Psychology Today

iStock/joruba
Źródło: iStock/joruba

Nigdy nie jest się za młodym na książki. Czytanie niemowlętom już w wieku sześciu miesięcy prowadzi do silniejszych słowników i lepszych umiejętności wczesnego czytania i pisania cztery lata później, tak jak dzieci przygotowują się do pójścia do szkoły.

Takie odkrycie zostanie przedstawione na spotkaniu Pediatric Academic Societies Meeting 8 maja. To, jak często i jak żywo dzieci i dorośli angażują się we wspólne czytanie książek w okresie niemowlęcym również miało znaczenie, przewidując wczesne umiejętności czytania i pisania.

„Nawet jeśli dzieci jeszcze nie mówią, nie oznacza to, że się nie uczą” – mówi psycholog rozwojowy Carolyn Cates, adiunkt na wydziale pediatrii NYU Langone Medical Center i główna autorka badania.

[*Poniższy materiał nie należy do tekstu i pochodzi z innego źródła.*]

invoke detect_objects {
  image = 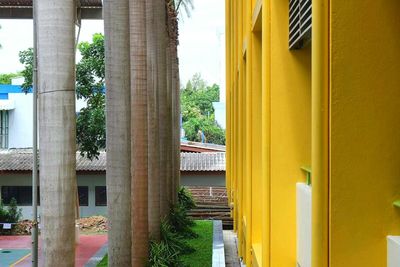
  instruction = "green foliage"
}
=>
[96,254,108,267]
[174,0,194,17]
[19,48,33,93]
[160,221,194,254]
[76,33,106,159]
[180,221,213,267]
[178,186,196,211]
[168,205,197,238]
[181,74,225,145]
[0,72,22,84]
[7,198,22,223]
[149,241,183,267]
[0,198,22,223]
[19,33,106,159]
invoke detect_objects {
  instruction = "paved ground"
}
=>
[0,235,107,267]
[224,230,240,267]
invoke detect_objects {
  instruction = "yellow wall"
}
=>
[330,0,400,267]
[226,0,400,267]
[270,0,311,267]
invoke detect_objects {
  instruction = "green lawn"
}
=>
[97,221,213,267]
[181,221,213,267]
[97,254,108,267]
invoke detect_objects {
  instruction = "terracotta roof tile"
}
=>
[0,149,225,172]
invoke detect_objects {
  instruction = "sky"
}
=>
[0,0,225,90]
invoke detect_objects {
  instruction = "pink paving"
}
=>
[0,235,107,267]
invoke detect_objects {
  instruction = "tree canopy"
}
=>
[181,74,225,145]
[0,72,22,84]
[19,34,106,159]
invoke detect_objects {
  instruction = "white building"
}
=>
[0,84,86,149]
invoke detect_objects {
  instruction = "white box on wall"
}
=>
[387,236,400,267]
[296,183,312,267]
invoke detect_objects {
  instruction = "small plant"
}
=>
[160,221,195,254]
[168,205,197,238]
[149,241,184,267]
[0,198,22,223]
[0,199,8,222]
[178,186,196,211]
[6,198,22,223]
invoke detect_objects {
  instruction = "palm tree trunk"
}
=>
[165,39,175,204]
[166,0,181,203]
[146,0,160,240]
[129,0,149,266]
[37,0,76,266]
[155,0,170,218]
[104,0,131,267]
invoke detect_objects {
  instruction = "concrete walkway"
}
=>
[224,230,240,267]
[0,235,107,267]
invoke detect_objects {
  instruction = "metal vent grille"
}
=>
[289,0,312,49]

Stawka wczesnego przyswajania języka jest wysoka. Już wcześniejsze badania wykazały, że umiejętności dzieci w zakresie czytania i pisania w momencie rozpoczęcia nauki w szkole korelują z późniejszymi sukcesami w czytaniu. Według Amerykańskiej Akademii Pediatrii, jedno na troje dzieci rozpoczyna naukę w przedszkolu bez niezbędnych podstawowych umiejętności czytania i pisania. Wskaźniki czytania w trzeciej klasie są najlepszym predyktorem ukończenia szkoły średniej, ale niepokojąco, dwie trzecie dzieci w Stanach Zjednoczonych, a 80 procent tych, którzy są poniżej granicy ubóstwa, nie rozwijają biegłości w czytaniu do trzeciej klasy.

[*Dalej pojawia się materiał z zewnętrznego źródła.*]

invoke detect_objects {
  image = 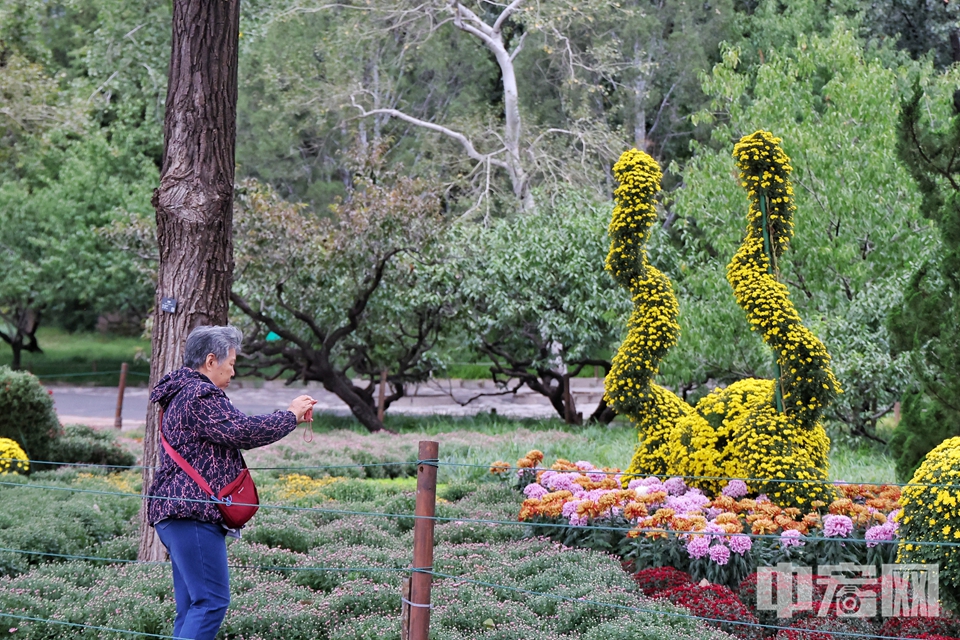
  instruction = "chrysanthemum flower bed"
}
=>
[633,567,960,640]
[491,451,900,587]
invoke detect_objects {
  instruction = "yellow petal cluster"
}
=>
[897,438,960,591]
[0,438,30,476]
[605,131,840,507]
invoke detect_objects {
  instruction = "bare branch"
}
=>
[351,98,510,170]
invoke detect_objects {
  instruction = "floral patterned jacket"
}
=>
[147,367,297,525]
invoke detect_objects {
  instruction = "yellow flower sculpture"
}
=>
[897,438,960,598]
[606,131,839,506]
[0,438,30,476]
[604,149,693,475]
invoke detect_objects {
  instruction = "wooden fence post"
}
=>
[405,441,440,640]
[377,369,388,422]
[113,362,127,429]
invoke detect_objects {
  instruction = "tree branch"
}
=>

W nowym badaniu (jeszcze nieopublikowanym), Cates i jej koledzy chcieli wiedzieć: „Jak wcześnie czytanie książek jest ważne?” Badacze śledzili ponad 260 par rodzic i dziecko od urodzenia do rozpoczęcia szkoły. Kiedy dzieci miały 6, 14 i 24 miesiące, rodzice informowali o tym, jak często czytali razem i ile książek mieli w domu – miary ilości wspólnego czytania książek. Zgłaszali również jakość tego czytania – czy rozmawiali o książce, wskazywali na obrazki, omawiali emocje i postacie w opowieści i tak dalej.

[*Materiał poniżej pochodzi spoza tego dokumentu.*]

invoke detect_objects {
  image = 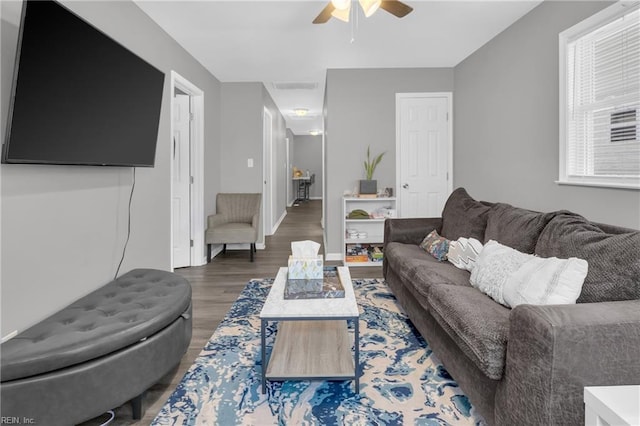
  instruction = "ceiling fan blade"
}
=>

Po dostosowaniu do różnic społeczno-ekonomicznych i innych zmiennych zakłócających, badacze odkryli, że ilość i jakość czytania książek we wczesnym niemowlęctwie przewidywała wielkość słownictwa dziecka i wczesne umiejętności czytania (jakość była najważniejsza). Zarówno ilość, jak i jakość czytania książek w okresie niemowlęcym przewidywała wczesne umiejętności czytania i pisania, takie jak pisanie imion, początkową świadomość dźwięków i wczesne umiejętności czytania.

iStock/lostinbids
Źródło: iStock/lostinbids

Wyniki te pasują do tego, co wiemy o wczesnym rozwoju językowym. Czytanie na głos jest formą rozmowy, a rozmowa z dziećmi ma znaczenie.

W 1995 r. przełomowe badanie przeprowadzone przez naukowców Betty Hart i Todda Risleya wykazało, że w ciągu pierwszych trzech lat życia niektóre dzieci słyszały o 30 milionów słów więcej niż inne, a przewaga ta przełożyła się do trzeciej klasy na większy zasób słów, lepsze umiejętności czytania i wyższe wyniki testów.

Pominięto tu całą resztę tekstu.